What puts you on edge? You know that ‘everything is annoying me right now feeling’? When you are on edge you tend to get snippy and your tone tends to be less than calm. So how do you handle it? First, how do you handle yourself? Second, how do you handle a coworker, boss, or spouse who is speaking to you in a way you feel is unwarranted?
My edge tends to be from lack of sleep – a common occurrence with two small kids. Without sleep everything takes more effort and smiling is just harder. When you are immersed in the feeling – it is hard to pull yourself out. I have borrowed a method used mainly for kids when they misbehave – I give myself a time out.
I LOVE time outs! I feel terrible when I snap at my kids and they sometimes put me in time out too. I will even sit on the floor facing a wall when in a time out to show them that everyone needs to take some time to calm down and think sometimes.
When I am snippy with an adult I try two things:
- If I know I am in a mood, I warn people. This way people are more prepared and can brace themselves. It is the – apology in advance approach.

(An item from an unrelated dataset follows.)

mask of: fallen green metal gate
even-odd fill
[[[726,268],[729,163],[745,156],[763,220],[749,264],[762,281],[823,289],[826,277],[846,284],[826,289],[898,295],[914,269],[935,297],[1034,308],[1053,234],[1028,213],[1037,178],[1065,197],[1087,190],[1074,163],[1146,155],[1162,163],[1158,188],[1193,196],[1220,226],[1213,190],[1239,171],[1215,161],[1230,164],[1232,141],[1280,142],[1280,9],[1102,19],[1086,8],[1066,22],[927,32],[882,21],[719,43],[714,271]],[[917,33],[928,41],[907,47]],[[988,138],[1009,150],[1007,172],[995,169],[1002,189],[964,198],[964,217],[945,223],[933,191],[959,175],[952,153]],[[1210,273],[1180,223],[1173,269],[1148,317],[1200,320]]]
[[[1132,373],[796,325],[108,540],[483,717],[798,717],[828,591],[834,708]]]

- If I don’t know I am in a state, and realize it later I try to own it. I go to whomever I spoke to and tell them that I realize I was snippy, explain best I can and seek forgiveness. People are more willing to forgive when you acknowledge your behavior wasn’t nice.
When I am dealing with someone else’s bad mood, it varies based on the person. For my husband, I know he gets edgy if he hasn’t eaten. I learned this when we were still dating and started carrying snacks in my purse. At first, I couldn’t understand why he was snapping at me. The tendency when you feel you are being wronged is to snap back. You give what you get. But that only leads to escalate the bad behavior. Now, if he starts to snap at me, I ask him if he was hungry. It is a subtle way of bringing his attention to it and disarms the situations.
Next time try to reduce the friction rather than amplify it. Try asking, “Is everything ok?” or “Do you need help with something?” or even, “Do you want to be left alone?” Show that you see something is going on and want to help – even if it is just by letting them be.